Sorry, my multi quote is not working for me right now.

 

I do struggle with always being the one to come up with meal/snack ideas.  Almost no one will give me input when I ask.  The kids just want to eat whatever I make because they are "staaaarrrrrving" and dh will eat whatever I put in front of him.  I personally think they are all incredibly spoiled w/always having a wide variety and now they just think I will come up with something amazing w/absolutely no effort.  Um, yeah, sometimes I'd still love to just veg my brain awhile and NOT have to come up w/a plan, lol.  Usually I just end up starting to cook w/out knowing what I'm making.  I don't use many recipes.
 

 

post #37 of 47

my dh will not willingly cook a meal, even on the weekends. he just wont. a simple, "im not cooking today" means he either has to 1) run to food4less to buy hot dogs, buns, and chili beans, 2) get take out or 3) starve all day.

 

he sometimes will happily do number 3 :)

post #38 of 47
Quote:
Originally Posted by Chicky2 View Post
Sorry, my multi quote is not working for me right now.

 

I do struggle with always being the one to come up with meal/snack ideas.  Almost no one will give me input when I ask.  The kids just want to eat whatever I make because they are "staaaarrrrrving" and dh will eat whatever I put in front of him.  I personally think they are all incredibly spoiled w/always having a wide variety and now they just think I will come up with something amazing w/absolutely no effort.  Um, yeah, sometimes I'd still love to just veg my brain awhile and NOT have to come up w/a plan, lol.  Usually I just end up starting to cook w/out knowing what I'm making.  I don't use many recipes.
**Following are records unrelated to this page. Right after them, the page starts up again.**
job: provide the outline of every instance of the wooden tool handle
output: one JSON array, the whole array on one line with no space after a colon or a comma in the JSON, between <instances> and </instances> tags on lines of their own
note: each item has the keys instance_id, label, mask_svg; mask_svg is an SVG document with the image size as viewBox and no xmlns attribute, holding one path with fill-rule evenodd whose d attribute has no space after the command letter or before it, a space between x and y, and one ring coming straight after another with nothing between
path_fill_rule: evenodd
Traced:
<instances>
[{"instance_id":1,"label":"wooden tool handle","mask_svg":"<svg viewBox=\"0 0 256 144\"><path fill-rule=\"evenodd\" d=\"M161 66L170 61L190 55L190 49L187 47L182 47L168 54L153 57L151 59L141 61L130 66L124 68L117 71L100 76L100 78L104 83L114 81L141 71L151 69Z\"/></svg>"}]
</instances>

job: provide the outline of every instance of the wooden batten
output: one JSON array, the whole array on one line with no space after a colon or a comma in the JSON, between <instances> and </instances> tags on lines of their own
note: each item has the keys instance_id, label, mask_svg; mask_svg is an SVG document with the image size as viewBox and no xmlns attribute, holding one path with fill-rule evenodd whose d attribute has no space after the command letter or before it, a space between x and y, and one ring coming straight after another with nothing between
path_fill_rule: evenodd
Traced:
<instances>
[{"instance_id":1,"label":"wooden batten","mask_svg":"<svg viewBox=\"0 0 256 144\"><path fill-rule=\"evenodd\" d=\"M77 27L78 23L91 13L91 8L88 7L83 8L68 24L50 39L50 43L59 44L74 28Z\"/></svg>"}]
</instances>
I am the exact same way and have told my husband he has been spoiled rotten!  Not only do I like to cook, I am damn good at it too. I can make a "real" meal with just stuff in the house. Came home from vaca recently to basically an empty fridge and was still able to cook a dinner of garlic/citrus chicken, roasted potatoes and glazed carrots.  Sure it takes a little creativity (and a well fed freezer/pantry) but I find it to be kind a puzzle or mystery game.  

 

While he does cook and often picks up the slack it is pretty much the same rotation of spaghetti and meatballs, stuffed pork chops or hamburgers. I do love the summer tho when he has grill fired up more nights than not! Then I can sit outside with a glass of wine and watch him cook!

 


 

 

post #39 of 47

I cook and do all of our meal planning.  DP is a terrible cook, but he's a forgiving eater.  He understands if we need to eat hot dogs for dinner one night because I need a break.

post #40 of 47

My DH has never cooked. He will grill meat in the summer, though, and I'll make the sides. I don't mind at all, though, because he isn't picky or demanding. If I don't feel like cooking, we'll eat cereal or sandwhiches or just order something. I'd say I cook 4-5 nights a week. I also make breakfast and lunch 6-7 days a week.